20 мая начался допрос второго помощника капитана «Титаника» Ч. Г. Лайтоллера. Он был единственным старшим офицером, пережившим катастрофу, поэтому, как и в Нью-Йорке, надеялись, что именно он многое сможет прояснить. Никто не понимал этого лучше, чем сам Лайтоллер, представший перед виднейшими лондонскими юристами, знакомыми со всеми тонкостями «искусства допроса». При этом положение судоходной компании, интересы которой должен был защитить Лайтоллер, было незавидным. Требовал разъяснений целый ряд серьезных фактов. Почему никак не прореагировали на предупреждения о ледовой опасности по трассе «Титаника»? Почему, несмотря на опасность, «Титаник» продолжал идти полным ходом? Почему не хватило опытных матросов для укомплектования экипажей спасательных шлюпок? Почему, оказавшись лицом к лицу с грозящей опасностью, не усилили вахту? Почему большинство пассажиров III класса оказались на шлюпочной палубе уже после спуска на воду всех спасательных шлюпок? Перечень неприятных вопросов можно было бы продолжить. И Лайтоллер отлично понимал, что, дай он на них правдивые и исчерпывающие ответы, судоходная компания «Уайт стар лайн» окажется в труднейшем положении.
Опасения офицера полностью подтвердились. Он боролся изо всех сил, и у него было одно, возможно, единственное, но значительное преимущество: он был профессионалом, говорил о том, что, в отличие от юристов, знал до мельчайших подробностей, он был уверен в себе, и его доводы отличались убедительностью. И хотя члены комиссии поняли, что второй помощник ведет с ними странную игру, они отступили.
В качестве примера можно привести выдержку из протокола допроса, который вел Томас Скэнлен, представитель Национального союза моряков и кочегаров, пытавшийся доказать обоснованность обвинений в том, что «Титаник» в опасной обстановке шел полным ходом.
Скэнлен. Не кажется ли вам, что, учитывая условия, которые вы сами назвали чрезвычайными, и сведения, которыми вы располагали из различных источников о наличии льдов в непосредственной близости от судна, было крайне легкомысленно идти со скоростью 21,5 узла?

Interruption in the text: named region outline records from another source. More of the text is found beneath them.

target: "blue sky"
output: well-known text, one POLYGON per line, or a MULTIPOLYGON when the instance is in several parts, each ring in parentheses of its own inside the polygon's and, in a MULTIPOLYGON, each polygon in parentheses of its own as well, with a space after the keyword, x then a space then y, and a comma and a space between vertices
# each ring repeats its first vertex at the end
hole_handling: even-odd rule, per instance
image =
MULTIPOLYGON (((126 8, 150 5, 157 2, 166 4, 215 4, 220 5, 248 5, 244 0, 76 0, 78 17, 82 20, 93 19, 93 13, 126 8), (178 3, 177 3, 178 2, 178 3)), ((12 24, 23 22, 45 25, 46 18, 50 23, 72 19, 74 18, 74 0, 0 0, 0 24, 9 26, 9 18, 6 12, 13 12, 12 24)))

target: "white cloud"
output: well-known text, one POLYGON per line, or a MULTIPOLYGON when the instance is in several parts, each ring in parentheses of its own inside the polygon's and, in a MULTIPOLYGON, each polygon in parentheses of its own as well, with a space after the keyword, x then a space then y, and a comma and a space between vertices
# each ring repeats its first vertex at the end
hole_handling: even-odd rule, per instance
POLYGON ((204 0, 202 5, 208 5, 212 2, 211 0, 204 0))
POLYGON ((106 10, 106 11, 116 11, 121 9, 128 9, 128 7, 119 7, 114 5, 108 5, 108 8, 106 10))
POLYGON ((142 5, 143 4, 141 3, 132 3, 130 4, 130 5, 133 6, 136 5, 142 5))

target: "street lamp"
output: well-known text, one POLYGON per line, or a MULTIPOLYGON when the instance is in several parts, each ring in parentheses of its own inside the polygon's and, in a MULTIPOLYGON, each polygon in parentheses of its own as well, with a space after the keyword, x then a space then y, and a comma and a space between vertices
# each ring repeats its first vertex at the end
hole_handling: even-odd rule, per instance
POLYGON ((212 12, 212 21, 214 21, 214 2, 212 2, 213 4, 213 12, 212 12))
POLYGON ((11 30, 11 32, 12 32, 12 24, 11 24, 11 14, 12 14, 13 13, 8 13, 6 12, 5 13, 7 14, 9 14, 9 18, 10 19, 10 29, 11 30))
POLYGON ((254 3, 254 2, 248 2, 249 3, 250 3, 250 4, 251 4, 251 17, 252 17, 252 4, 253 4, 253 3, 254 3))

Лайтоллер. Могу сказать, что такая легкомысленность присуща практически каждому капитану и каждому судну, пересекающему Атлантический океан.
Скэнлен. В этом я с вами не спорю, но можете ли вы квалифицировать это иначе, чем легкомысленность?
Лайтоллер. Могу.
Скэнлен. То есть, по-вашему, это осторожное судовождение?
Лайтоллер. Это нормальное судовождение, включающее и осторожность.
Скэнлен. Вы хотите сказать, что, несмотря на опыт, приобретенный вами в результате катастрофы «Титаника», оказавшись в районе со сложной ледовой обстановкой, вы вновь поведете судно типа «Титаника» со скоростью 21 узла?
Лайтоллер. Я не говорю, что поведу судно именно с такой скоростью.
Скэнлен. А какие меры вы предприняли бы, если бы не снизили скорость?
Лайтоллер. Я же не говорю, что я не снизил бы скорость.
Скэнлен, уже по горло сытый увертками и уклончивыми ответами Лайтоллера, взорвался:
— Вы можете наконец сказать прямо — сбавили ли бы вы ход или нет?
Лайтоллер и тут не позволил вывести себя из равновесия:
— Нет. Боюсь, что сейчас я не смогу сказать, как бы я поступил. Я предпринял бы все меры, которые посчитал бы необходимыми.